His resignation in February 1938 was largely attributed to growing dissatisfaction with Chamberlain's policy of Appeasement. That is, however, disputed by new research; it was not the question if there should be negotiations with Italy, but only when they should start and how far they should be carried. Similarly, he at no point registered his dissatisfaction with the appeasement policy directed towards Nazi Germany in his period as Foreign Secretary. He became a Conservative dissenter leading a group conservative whip David Margesson called the "Glamour Boys," and a leading anti-appeaser like Winston Churchill, who led a similar group called "The Old Guard."
Although Churchill claimed to have lost sleep the night of Eden's resignation (later recounted in his wartime memoirs The Gathering Storm, 1948), they were not allies and did not see eye to eye until Churchill became Prime Minister. There was much speculation that Eden would become a rallying point for all the disparate opponents of Neville Chamberlain, but his position declined heavily amongst politicians as he maintained a low profile, avoiding confrontation, though he opposed the Munich Agreement and abstained in the vote on it in the House of Commons. However, he remained popular in the country at large, and in later years was often wrongly supposed to have resigned as Foreign Secretary in protest at the Munich Agreement.

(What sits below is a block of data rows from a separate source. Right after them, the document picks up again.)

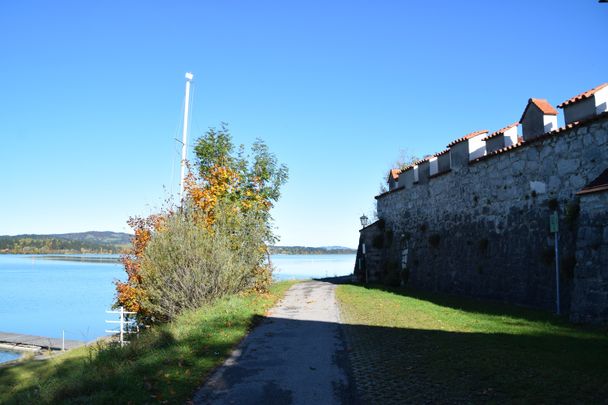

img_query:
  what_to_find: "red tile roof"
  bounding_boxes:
[469,112,608,164]
[388,169,401,181]
[448,129,490,148]
[576,169,608,195]
[482,122,519,141]
[557,83,608,108]
[519,98,557,122]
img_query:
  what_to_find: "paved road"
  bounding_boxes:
[194,281,356,404]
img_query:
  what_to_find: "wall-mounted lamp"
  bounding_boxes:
[359,214,369,228]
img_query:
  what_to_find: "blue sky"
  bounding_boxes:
[0,0,608,247]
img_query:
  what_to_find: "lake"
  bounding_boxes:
[0,254,355,362]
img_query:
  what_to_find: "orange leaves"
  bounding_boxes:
[185,165,241,226]
[116,211,165,313]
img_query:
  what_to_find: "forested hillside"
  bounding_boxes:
[270,246,357,255]
[0,232,132,253]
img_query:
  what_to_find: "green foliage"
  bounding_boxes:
[141,203,271,321]
[0,235,124,253]
[194,123,236,178]
[194,123,288,221]
[270,246,357,255]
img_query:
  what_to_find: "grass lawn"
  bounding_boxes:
[0,282,294,404]
[336,285,608,403]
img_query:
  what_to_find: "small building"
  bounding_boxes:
[519,98,557,141]
[557,83,608,125]
[483,122,519,153]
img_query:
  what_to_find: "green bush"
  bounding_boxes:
[141,206,271,321]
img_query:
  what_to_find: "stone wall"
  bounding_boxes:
[361,115,608,322]
[570,191,608,323]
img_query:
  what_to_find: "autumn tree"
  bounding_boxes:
[117,124,288,321]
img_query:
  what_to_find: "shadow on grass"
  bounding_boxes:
[0,306,608,404]
[344,318,608,403]
[320,277,606,332]
[0,316,252,404]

In a 1967 interview Eden explained his decision to resign: "It was not over protocol, Chamberlain's communicating with Mussolini without telling me. I never cared a goddamn, a tuppence about protocol. The reason for my resignation was that we had an agreement with Mussolini about the Mediterranean and Spain, which he was violating by sending troops to Spain, and Chamberlain wanted to have another agreement. I thought Mussolini should honor the first one before we negotiated for the second. I was trying to fight a delaying action for Britain, and I could not go along with Chamberlain's policy."